Note: Currently creating new schemas is not supported. Require to use existing schemas available by default
4. Getting List of Existing Embedding Models (Admin, RAG Workflow)
If you are setting up a RAG (Retrieval-Augmented Generation) pipeline, you need to select an embedding model supported by DI.
# Get all embedding models available in the DI platform
models_response = admin_client.get_all_embedding_models()
print(models_response)
# Output: V1ListModelsResponse(
# models=[ModelRecordSummary(name="example_model", ...), ...]
# )
Review the available models and select the one that fits your use case.

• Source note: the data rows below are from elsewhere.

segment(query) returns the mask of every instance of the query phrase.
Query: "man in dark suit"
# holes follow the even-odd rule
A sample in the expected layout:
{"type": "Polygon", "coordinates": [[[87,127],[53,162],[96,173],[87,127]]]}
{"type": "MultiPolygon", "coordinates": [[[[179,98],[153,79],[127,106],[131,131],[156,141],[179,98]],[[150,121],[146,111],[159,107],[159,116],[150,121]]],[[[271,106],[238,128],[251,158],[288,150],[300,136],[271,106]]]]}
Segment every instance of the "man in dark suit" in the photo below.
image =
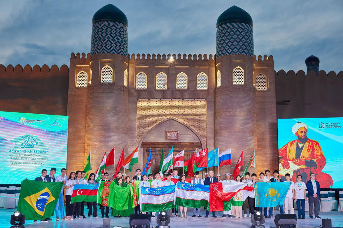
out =
{"type": "Polygon", "coordinates": [[[320,185],[318,181],[316,181],[316,174],[311,173],[310,174],[310,180],[306,183],[306,188],[308,192],[308,214],[310,218],[313,218],[313,204],[315,204],[315,218],[321,218],[319,216],[318,206],[319,203],[320,194],[320,185]]]}
{"type": "MultiPolygon", "coordinates": [[[[132,181],[134,180],[143,180],[143,176],[141,175],[141,169],[137,169],[136,170],[136,173],[137,175],[133,177],[132,179],[132,181]]],[[[140,208],[139,205],[137,205],[134,207],[134,214],[137,215],[138,214],[138,211],[139,211],[139,214],[141,213],[141,209],[140,208]]]]}
{"type": "MultiPolygon", "coordinates": [[[[218,178],[217,177],[213,176],[214,174],[214,173],[213,170],[210,170],[209,172],[209,176],[205,178],[205,181],[204,182],[204,185],[210,185],[212,183],[216,183],[218,182],[218,178]]],[[[207,218],[209,217],[209,211],[206,210],[206,216],[205,216],[205,218],[207,218]]],[[[217,216],[215,216],[215,211],[212,212],[212,217],[213,218],[217,217],[217,216]]]]}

Note: Currently creating new embedding models is not supported. Require to use existing models available by default
5. Creating a Pipeline (Admin)
A pipeline defines how data is processed and ingested. Use create_pipeline
in DIAdminClient
to set up a pipeline.
# Create a RAG pipeline
pipeline_response = admin_client.create_pipeline(
name="example_rag_pipeline",
pipeline_type="rag", # or "metadata"
model="example_model", # Optional: specify embedding model
custom_func="custom_processing_function", # Optional
event_filter_object_suffix=["*.txt", "*.pdf"], # File types to ingest
event_filter_max_object_size=10485760, # Max file size in bytes
schema="example_schema" # Optional: specify schema
)
print(pipeline_response)
# Output: V1CreatePipelineResponse(
# success=True,
# message="Pipeline 'example_rag_pipeline' created successfully."
# )
NOTE:
- For pipeline_type = "rag" (RAG workflows), model
& event_filter_max_object_size
are required. schema
is optional and custom_fuc
is not supported.
- For metadata pipelines, custom_func
is required. schema
& event_filter_max_object_size
are optional and model
is not supported.
6. Creating a Collection (Admin)
Collections are logical groupings of data that use a pipeline for ingestion and processing.
# Create a collection using the pipeline created above
collection_response = admin_client.create_collection(
name="example_collection",
pipeline="example_rag_pipeline",
buckets=[] # You can assign buckets now or later
)
print(collection_response)
# Output: V1CollectionResponse(
# name="example_collection",
# pipeline="example_rag_pipeline",
# buckets=[]
# )
7. Assigning S3 Buckets to a Collection (Admin)
Assigning buckets triggers the pipeline and enables data ingestion. Buckets typically refer to S3 buckets from X10K.
# Assign S3 buckets to the collection
bucket_update_response = admin_client.assign_buckets_to_collection(
collection_name="example_collection",
buckets=["homefleet-bucket1", "homefleet-bucket2"]
)
print(bucket_update_response)
# Output: BucketUpdateResponse(
# success=True,
# message="Buckets assigned successfully to collection 'example_collection'."
# )
Note: You can also unassign buckets using unassign_buckets_from_collection
.
8. Performing Similarity Search (User)
Once data is ingested, users can perform similarity searches using the DIClient
. This operation requires S3 access and S3 secret keys for authorization of data from X10K buckets. Only the authozided data can be retrieved using similarity search.
# Perform a similarity search in a collection
results = client.similarity_search(
query="machine learning",
collection_name="example_collection",
top_k=5,
access_key="your_access_key",
secret_key="your_secret_key",
)
print(results)
# Output: List of dictionaries with top-k similar results
# [
# {
# "dataChunk": "chunk1",
# "score": 0.9,
# "chunkMetadata": {
# "objectKey": "value",
# "startCharIndex": 1,
# "endCharIndex": 2,
# "bucketName": "string",
# "pageLabel": "string",
# "versionId": "string",
# }
# },
# ...
# ]
Summary
- Use
DIAdminClient
for all admin operations (CRUD on pipelines, collections, schemas, models). - Use
DIClient
for non-admin operations (search, read-only queries). - The typical workflow is: Create Pipeline → Create Collection → Assign Buckets → Ingest Data → Search Data.
- Refer to the API reference for more advanced features and error handling.